# Rhom I.d.



## rusty13 (Feb 22, 2013)

i bought this being told it was a rhom needing a second opinion?


----------



## pycckee (Jan 25, 2013)

In my opinion it's a Rhom.


----------



## rusty13 (Feb 22, 2013)

from the research ive done the bump on the head determines the species but i wasnt sure cuz some resemble each other as juvys.its hard to see but she does have a red eye and turns black on top at night the belly looks yellow but looks silver in pics. does yellow belly mean female?thats what i read.thanks!


----------



## Ægir (Jan 21, 2006)

Serras aren't sexually dimorphic (they look the same) so you cant really tell between males and females.

There are lots of factors (coloration, body shape, fins, lateral lines or serrations) that can help determine a collection point, but unless you caught the fish personally theres no sure way.
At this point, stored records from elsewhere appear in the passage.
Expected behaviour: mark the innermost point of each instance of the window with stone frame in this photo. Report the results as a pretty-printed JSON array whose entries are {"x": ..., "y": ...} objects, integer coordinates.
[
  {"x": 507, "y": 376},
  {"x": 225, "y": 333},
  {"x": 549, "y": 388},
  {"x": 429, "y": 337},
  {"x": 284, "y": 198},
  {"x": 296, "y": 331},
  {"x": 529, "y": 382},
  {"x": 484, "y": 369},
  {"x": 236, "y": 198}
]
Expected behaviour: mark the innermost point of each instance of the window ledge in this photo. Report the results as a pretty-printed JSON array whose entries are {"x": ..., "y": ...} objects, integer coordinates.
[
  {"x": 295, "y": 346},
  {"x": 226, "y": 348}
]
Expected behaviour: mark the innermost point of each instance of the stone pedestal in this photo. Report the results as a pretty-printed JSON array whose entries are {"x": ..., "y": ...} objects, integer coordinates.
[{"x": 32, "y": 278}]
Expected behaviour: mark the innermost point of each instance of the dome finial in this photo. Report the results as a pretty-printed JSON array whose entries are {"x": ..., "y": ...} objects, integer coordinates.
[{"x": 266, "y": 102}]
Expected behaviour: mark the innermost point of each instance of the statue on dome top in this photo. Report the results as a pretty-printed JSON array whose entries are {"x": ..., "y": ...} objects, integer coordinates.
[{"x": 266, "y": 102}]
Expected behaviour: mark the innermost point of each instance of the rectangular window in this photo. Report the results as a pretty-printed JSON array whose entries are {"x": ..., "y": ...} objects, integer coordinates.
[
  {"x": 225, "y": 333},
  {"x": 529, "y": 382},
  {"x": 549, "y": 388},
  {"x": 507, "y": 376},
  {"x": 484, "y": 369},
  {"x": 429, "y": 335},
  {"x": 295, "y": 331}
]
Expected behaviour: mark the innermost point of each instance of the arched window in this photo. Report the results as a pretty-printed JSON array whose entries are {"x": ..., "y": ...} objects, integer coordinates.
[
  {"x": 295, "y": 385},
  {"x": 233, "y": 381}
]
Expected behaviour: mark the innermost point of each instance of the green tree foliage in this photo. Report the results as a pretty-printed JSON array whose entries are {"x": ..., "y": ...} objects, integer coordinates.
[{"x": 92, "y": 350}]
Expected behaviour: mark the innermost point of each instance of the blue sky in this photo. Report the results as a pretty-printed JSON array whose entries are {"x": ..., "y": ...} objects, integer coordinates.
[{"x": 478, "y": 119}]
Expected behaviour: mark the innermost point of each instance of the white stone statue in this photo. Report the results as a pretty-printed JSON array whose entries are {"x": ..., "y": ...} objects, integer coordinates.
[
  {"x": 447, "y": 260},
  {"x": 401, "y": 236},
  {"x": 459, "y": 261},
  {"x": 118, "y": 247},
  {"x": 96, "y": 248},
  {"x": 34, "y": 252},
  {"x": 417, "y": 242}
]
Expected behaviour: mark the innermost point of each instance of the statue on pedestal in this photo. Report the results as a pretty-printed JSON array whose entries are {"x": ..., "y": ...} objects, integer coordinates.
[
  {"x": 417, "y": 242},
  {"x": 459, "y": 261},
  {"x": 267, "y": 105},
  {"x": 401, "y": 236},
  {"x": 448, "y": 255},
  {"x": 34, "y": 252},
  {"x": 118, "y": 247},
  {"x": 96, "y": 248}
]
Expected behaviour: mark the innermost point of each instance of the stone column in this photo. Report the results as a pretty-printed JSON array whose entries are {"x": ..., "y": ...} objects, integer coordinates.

Its is for sure S. Rhombus, just not sure where it was caught or what river its from.


----------



## rusty13 (Feb 22, 2013)

Thanks!


----------



## t00nCiNaToR (Apr 27, 2004)

Depending on where you purchased it but looks to me like a Peruvian...


----------



## rusty13 (Feb 22, 2013)

t00nCiNaToR said:


> Depending on where you purchased it but looks to me like a Peruvian...


i got it from craigslist but the guy said he got it from a exotic fish show he did have exotics he also had a tigerfish


----------